Von diesem Film erwartete ich schon ziemlich viel, wurde er doch mit "Braindead" verglichen. Doch natürlich kommt er nicht an den Übersplatterfilm von Peter Jackson heran. Dass man aber trotzdem ganz gut unterhalten wird, liegt wie schon erwähnt an den zahlreichen Goreeffekten. Außerdem hält der Film den einen oder anderen Lacher bereit, einige Gags sind aber eher ein Schuss in den Ofen (z. B. die dauernden Lästereien der beiden Pornosternchen). Die Darsteller überanstrengen sich natürlich nicht, was in diesem Genre ja eigentlich Gang und Gebe ist, aber sie spielen solide und fallen nicht negativ auf.

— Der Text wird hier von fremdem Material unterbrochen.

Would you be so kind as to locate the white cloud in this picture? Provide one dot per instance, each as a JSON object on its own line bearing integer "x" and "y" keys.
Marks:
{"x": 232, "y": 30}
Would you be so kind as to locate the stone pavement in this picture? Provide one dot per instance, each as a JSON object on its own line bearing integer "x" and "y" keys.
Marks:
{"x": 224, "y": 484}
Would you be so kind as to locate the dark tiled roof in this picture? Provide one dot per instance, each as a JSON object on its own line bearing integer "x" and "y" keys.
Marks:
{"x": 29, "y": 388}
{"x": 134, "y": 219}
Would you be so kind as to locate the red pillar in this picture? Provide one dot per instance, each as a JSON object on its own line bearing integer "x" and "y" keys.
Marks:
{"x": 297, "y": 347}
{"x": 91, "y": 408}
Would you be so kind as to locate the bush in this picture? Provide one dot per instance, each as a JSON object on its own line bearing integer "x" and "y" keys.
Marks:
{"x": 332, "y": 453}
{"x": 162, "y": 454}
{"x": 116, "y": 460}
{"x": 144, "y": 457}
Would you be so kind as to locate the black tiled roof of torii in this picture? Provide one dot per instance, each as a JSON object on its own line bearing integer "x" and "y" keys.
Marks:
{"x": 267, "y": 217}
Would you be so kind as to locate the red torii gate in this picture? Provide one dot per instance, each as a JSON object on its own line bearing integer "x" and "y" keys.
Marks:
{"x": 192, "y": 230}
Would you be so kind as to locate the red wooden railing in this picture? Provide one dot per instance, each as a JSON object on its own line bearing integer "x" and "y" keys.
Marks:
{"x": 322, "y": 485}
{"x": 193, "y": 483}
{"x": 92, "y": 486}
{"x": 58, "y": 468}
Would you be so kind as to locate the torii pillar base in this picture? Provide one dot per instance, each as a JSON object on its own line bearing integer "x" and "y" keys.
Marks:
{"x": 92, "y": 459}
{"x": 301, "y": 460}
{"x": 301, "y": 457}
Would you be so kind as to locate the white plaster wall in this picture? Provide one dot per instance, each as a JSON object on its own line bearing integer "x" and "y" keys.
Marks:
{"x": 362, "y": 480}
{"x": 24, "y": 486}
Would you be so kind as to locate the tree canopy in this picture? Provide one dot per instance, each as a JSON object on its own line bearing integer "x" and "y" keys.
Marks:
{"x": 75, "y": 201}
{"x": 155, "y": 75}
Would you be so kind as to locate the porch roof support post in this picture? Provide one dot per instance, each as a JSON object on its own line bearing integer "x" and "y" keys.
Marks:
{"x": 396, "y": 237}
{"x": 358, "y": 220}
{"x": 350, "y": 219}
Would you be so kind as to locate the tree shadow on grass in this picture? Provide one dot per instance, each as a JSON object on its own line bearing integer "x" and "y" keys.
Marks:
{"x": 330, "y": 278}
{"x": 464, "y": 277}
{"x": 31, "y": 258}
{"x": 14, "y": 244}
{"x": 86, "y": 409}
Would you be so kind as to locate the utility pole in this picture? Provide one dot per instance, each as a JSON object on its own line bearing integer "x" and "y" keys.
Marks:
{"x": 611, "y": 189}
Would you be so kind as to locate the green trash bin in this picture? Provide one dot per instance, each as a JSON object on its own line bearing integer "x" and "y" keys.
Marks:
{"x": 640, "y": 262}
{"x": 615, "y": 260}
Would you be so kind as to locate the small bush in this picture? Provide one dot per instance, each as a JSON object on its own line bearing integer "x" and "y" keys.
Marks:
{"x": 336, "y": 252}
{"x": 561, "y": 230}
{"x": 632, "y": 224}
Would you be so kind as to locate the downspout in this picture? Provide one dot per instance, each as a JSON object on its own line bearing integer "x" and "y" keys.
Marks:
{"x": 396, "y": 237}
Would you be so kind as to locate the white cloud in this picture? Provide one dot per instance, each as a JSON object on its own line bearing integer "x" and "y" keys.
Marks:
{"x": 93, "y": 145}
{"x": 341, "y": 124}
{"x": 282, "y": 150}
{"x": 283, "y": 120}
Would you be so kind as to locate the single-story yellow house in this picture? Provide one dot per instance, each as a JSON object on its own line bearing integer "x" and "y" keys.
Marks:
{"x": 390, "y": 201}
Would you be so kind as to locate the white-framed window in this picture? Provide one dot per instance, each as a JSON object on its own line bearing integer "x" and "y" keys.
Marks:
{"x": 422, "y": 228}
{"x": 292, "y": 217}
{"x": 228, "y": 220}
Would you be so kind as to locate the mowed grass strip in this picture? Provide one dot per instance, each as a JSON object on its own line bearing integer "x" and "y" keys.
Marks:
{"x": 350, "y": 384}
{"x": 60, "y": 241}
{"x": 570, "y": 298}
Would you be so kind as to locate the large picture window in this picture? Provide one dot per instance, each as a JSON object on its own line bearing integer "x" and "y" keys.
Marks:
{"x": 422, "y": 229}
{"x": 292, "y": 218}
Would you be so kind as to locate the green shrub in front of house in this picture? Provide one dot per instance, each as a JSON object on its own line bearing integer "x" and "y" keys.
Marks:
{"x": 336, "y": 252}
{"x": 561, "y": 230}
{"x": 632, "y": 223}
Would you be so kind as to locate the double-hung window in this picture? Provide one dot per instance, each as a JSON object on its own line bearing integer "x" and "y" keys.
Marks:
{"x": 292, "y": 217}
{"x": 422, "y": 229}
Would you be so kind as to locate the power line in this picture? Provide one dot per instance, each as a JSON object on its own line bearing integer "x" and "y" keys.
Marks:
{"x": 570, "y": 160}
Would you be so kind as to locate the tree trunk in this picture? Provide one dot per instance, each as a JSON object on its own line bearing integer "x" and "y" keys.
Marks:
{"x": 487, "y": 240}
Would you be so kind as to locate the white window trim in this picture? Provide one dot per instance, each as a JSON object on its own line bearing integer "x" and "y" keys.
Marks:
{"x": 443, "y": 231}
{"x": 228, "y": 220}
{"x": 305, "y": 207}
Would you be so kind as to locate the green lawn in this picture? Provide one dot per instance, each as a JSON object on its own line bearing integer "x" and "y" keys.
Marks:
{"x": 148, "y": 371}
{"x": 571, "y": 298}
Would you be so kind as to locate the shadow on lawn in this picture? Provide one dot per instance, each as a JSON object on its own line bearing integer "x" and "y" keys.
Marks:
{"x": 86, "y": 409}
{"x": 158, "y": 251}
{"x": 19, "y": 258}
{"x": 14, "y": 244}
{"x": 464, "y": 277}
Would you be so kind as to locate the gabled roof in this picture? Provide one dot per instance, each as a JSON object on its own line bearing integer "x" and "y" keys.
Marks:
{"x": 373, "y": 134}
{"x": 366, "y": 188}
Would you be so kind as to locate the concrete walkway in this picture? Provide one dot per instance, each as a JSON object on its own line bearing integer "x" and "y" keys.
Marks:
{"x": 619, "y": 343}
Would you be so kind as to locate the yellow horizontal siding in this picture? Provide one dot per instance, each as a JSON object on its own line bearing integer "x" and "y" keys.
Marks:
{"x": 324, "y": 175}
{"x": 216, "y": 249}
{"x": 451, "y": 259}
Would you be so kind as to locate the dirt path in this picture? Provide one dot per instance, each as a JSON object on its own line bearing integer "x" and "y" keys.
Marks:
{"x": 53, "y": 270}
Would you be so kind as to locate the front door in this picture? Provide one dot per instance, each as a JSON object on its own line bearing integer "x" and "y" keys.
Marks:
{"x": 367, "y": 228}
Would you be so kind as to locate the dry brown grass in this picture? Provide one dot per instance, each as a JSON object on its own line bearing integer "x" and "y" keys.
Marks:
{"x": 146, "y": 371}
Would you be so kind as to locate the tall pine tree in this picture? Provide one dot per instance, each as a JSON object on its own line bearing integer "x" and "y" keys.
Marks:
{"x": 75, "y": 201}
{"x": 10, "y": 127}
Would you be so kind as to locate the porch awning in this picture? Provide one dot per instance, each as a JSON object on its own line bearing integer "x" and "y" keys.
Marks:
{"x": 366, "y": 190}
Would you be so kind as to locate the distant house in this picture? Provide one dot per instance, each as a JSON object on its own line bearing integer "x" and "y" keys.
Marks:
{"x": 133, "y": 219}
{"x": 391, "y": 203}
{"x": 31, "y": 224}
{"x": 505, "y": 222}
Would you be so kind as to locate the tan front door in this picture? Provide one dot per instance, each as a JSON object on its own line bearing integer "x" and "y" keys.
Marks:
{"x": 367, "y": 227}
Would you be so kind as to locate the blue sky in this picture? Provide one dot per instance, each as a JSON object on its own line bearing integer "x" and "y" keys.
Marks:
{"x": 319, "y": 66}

Ziemlich verheizt werden allerdings Horrorikonen wie Robert Englund und Tony Todd. Deren Gastauftritte sind einfach zu kurz. Schade drum! Das Ende ist ebenfalls irgendwie enttäuschend. Es kommt abrupt und ist viel zu ernst. Kurz: Es passt nicht zur Lockerheit des restlichen Films.
Trotzdem kann ich "Hatchet" weiterempfehlen, schon aufgrund der blutigen Effekte. Zwar dauert es etwas, bis der Streifen an Fahrt gewinnt, aber langweilig wird er trotzdem nicht! Deshalb 7 von 10 Punkten!